Conditions for Success
A supporting ecosystem is needed to enable national digital transformation. Critical enablers for the implementation of Aruba’s e-government model include:
1. Political will and leadership, sustained high-level leadership and support for digital transformation over the long-term political spectrum is essential.
2. Partnerships are key to achieving long-lasting effect. Early involvement (including expertise, investments) of the private sector has become an essential prerequisite for impactful projects.
3. Digital Payments (real-time and affordable national payments) fuel the digital transformation process.
4. Open Data, digitizing services will lead to generation of large amounts of data that can be mined to generate new insights to inform policymaking. Further, unlocking the power of government data will spur innovation across the island and improve the quality of life through the acceleration of the U.N. Sustainable Development Goals.
5. Innovation labs and regulatory incubators.

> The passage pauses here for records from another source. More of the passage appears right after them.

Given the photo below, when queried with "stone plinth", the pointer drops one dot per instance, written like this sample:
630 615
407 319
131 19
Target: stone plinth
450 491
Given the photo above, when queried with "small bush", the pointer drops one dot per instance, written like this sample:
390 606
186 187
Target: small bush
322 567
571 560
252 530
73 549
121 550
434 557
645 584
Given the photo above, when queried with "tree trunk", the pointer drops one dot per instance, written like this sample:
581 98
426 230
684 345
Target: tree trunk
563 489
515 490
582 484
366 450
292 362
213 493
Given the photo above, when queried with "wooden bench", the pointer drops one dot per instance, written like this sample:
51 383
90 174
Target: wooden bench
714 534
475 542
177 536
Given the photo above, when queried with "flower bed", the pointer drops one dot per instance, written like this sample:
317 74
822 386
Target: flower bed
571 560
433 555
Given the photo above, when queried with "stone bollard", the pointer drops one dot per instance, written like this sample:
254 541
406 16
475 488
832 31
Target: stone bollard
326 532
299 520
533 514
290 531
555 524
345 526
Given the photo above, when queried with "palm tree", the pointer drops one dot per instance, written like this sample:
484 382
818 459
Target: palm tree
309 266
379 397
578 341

This solution and strategy can be implemented by other Small Island States or small cities. Aruba will further develop and intensify its partnerships with other Caribbean nations and Small Island States, Estonia, the Netherlands, the European Union, UNDP, OECD, and the University of Aruba (in particular the SISSTEM faculty and the Aruba Institute for Good Governance & Leadership program), among others, to accelerate knowledge sharing. Further, linking Aruba’s e-government strategy to the global trend of digital government, as well as the Sustainable Development Goals, will generate a stronger understanding of e-government’s necessity and impact across the globe.
1. The implementation digital transformation is a shared responsibility of the public and private sectors and of our community at large.

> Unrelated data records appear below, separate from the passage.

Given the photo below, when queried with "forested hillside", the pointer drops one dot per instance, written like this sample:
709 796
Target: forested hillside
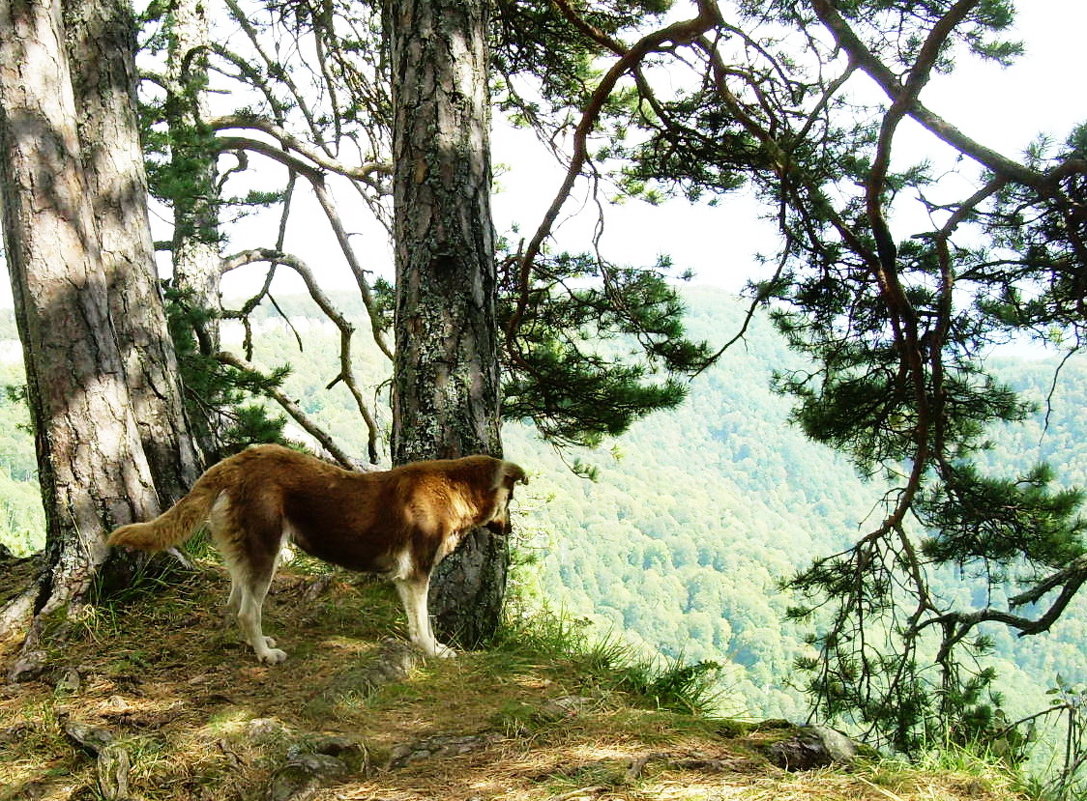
695 517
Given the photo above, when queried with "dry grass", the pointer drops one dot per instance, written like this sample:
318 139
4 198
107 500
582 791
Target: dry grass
180 693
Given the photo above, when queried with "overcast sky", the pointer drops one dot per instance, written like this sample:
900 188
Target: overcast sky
1004 109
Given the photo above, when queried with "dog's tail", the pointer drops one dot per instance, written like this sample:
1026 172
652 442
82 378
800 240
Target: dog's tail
177 523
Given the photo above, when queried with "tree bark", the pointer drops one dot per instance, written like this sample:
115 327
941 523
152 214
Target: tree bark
446 385
92 470
101 46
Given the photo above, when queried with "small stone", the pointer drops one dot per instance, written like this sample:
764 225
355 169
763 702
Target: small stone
263 730
92 739
113 767
812 747
70 680
301 777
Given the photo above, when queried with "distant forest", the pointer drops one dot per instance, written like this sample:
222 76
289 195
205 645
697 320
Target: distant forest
695 516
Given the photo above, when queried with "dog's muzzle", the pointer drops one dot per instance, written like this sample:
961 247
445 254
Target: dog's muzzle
499 527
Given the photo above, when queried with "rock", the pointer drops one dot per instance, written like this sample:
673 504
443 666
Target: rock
439 746
303 776
70 680
91 739
394 662
264 730
810 748
113 773
350 752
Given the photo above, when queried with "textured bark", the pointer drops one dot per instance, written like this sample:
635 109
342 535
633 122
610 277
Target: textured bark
446 388
94 473
101 40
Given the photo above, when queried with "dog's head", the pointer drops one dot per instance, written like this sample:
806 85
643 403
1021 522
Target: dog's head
507 476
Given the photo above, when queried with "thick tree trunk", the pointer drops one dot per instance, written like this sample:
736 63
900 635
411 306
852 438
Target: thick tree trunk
101 41
92 468
446 387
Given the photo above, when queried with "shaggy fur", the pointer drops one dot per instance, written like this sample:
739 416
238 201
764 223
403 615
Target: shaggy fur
399 523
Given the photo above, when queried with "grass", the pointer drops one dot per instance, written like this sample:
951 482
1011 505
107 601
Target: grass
554 714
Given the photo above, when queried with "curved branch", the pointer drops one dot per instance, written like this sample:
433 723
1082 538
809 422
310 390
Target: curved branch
676 34
289 141
292 409
345 326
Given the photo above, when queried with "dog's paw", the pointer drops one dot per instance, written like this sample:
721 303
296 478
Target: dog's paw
272 655
444 651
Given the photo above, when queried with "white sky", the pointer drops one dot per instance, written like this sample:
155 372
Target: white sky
1002 108
1006 109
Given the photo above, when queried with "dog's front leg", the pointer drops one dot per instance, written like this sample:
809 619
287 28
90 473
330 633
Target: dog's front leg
413 595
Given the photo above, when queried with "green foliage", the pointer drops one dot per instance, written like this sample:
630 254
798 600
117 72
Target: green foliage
612 664
22 517
598 348
219 398
999 522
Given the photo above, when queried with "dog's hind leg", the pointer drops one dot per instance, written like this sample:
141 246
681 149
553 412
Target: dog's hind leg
253 592
413 595
233 602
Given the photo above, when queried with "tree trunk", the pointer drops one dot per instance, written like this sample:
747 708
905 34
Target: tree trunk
101 41
446 386
92 470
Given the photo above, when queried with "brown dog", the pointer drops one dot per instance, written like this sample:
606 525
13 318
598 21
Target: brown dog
400 523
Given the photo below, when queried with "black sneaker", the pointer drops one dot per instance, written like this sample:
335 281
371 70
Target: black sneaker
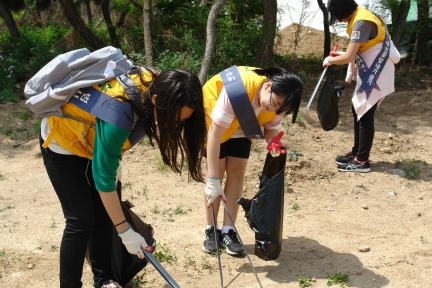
355 166
209 244
344 159
231 243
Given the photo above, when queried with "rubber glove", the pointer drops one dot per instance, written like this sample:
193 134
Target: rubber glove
274 146
336 53
212 190
134 242
326 62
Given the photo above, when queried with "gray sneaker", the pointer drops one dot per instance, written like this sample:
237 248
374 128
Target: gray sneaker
231 242
209 244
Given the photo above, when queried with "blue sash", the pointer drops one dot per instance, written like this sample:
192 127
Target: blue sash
241 104
369 75
110 110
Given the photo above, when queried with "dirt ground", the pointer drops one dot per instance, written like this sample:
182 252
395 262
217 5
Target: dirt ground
329 216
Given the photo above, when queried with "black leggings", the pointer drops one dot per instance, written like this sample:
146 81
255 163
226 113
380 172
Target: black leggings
364 132
88 225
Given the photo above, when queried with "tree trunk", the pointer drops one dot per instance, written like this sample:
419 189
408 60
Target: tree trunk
326 28
148 43
211 39
265 51
423 30
111 29
6 14
399 22
77 22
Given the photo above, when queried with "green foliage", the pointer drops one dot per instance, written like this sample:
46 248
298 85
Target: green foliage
304 282
165 255
412 172
23 57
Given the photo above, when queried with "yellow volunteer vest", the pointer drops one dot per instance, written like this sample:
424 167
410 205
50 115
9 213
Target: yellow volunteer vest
364 14
77 137
251 81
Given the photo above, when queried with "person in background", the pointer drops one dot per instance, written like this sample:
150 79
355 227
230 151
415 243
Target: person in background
371 56
273 92
82 162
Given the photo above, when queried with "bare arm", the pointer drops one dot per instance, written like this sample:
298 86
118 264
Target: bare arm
213 149
349 55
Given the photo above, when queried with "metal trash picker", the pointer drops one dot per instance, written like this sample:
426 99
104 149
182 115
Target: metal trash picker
320 79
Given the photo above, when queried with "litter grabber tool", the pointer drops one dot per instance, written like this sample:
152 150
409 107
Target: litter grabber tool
217 245
320 79
241 242
160 269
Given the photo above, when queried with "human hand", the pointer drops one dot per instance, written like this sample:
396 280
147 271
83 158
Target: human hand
326 62
212 190
274 146
134 242
336 53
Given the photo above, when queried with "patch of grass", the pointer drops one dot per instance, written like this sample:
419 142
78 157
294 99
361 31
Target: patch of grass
178 210
25 115
293 155
190 262
412 172
338 278
205 264
164 254
304 282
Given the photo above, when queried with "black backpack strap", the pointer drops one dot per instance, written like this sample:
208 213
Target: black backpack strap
240 102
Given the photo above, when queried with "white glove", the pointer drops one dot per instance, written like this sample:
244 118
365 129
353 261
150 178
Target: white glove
212 190
134 242
119 173
326 62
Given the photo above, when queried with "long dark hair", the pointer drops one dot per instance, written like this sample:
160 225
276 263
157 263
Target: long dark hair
340 9
287 85
178 141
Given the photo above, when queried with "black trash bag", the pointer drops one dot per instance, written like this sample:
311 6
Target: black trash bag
126 266
264 212
328 102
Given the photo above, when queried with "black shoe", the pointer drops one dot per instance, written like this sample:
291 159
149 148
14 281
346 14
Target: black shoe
231 243
209 244
344 159
355 166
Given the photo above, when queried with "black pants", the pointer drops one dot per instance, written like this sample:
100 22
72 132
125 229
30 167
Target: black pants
364 132
88 225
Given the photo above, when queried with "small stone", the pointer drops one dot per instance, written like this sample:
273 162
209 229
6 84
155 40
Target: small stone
364 248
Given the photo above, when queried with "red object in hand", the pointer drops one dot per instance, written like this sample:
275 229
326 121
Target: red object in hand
276 144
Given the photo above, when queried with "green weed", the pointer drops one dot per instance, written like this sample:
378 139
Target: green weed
304 282
164 254
293 155
412 172
338 278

2. To innovate government you must be prepared to be vulnerable. Innovating how we work requires internal work to cultivate a culture of innovation and risk-taking.
3. We need to be ready for uncertain, complex, and volatile events (such as the Covid-19 Pandemic). The best way to be ready for such events is to have a government that is supported by an enabling infrastructure to allow them to respond quickly, securely, and effectively.

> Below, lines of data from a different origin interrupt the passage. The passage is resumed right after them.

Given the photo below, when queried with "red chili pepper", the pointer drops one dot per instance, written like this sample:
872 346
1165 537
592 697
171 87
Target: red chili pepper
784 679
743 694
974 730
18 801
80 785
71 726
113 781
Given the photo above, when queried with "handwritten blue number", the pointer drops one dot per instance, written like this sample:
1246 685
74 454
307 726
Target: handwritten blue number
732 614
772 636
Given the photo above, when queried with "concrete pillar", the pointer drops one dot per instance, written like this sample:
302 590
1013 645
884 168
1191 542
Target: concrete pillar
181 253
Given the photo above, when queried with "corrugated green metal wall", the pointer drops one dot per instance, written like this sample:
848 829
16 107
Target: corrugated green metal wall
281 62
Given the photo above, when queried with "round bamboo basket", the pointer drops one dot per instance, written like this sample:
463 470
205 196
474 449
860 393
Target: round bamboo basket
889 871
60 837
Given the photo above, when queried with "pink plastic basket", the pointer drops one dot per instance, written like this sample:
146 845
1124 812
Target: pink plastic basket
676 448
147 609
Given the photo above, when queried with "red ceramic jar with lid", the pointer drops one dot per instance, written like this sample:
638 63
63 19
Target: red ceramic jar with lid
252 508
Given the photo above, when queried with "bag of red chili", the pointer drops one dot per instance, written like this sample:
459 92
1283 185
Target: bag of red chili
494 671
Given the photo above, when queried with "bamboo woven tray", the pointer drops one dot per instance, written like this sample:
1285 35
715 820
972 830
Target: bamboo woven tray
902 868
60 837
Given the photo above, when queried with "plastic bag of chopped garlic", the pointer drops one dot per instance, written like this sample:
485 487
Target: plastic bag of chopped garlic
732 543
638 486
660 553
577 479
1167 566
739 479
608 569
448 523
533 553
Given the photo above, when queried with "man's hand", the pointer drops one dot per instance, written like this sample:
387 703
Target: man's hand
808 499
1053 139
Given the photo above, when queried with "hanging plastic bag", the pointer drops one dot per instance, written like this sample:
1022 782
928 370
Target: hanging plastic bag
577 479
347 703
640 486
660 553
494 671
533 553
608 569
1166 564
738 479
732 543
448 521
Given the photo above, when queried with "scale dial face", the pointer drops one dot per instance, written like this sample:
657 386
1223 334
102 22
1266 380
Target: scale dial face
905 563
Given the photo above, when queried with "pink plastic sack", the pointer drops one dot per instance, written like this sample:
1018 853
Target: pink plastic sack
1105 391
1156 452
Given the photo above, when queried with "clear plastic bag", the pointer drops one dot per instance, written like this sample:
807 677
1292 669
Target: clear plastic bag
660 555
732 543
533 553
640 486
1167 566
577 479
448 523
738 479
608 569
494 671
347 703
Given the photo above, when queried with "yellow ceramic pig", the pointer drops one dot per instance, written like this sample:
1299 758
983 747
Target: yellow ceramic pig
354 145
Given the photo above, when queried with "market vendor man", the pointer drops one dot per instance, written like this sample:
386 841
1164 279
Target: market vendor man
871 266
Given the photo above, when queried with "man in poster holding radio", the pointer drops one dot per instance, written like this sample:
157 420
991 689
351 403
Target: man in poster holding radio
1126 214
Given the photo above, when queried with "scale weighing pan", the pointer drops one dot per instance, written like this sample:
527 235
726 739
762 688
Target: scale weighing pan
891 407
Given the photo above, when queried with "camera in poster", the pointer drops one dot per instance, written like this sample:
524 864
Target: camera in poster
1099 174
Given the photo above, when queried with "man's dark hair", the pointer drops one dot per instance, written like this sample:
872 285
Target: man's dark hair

4. Change-management is about releasing the public sector’s employee energy and stimulating their ideas so they can be in the driver seat of re-designing and simplifying existing services. This requires a deep mindset shift.
5. People need coaches, government employees and citizens need to be familiarized with the optimal use of digital tools. There is a significant imbalance of IT maturity.
The solution is described in detail in the e-Government Road Map included in the Materials section of this submission.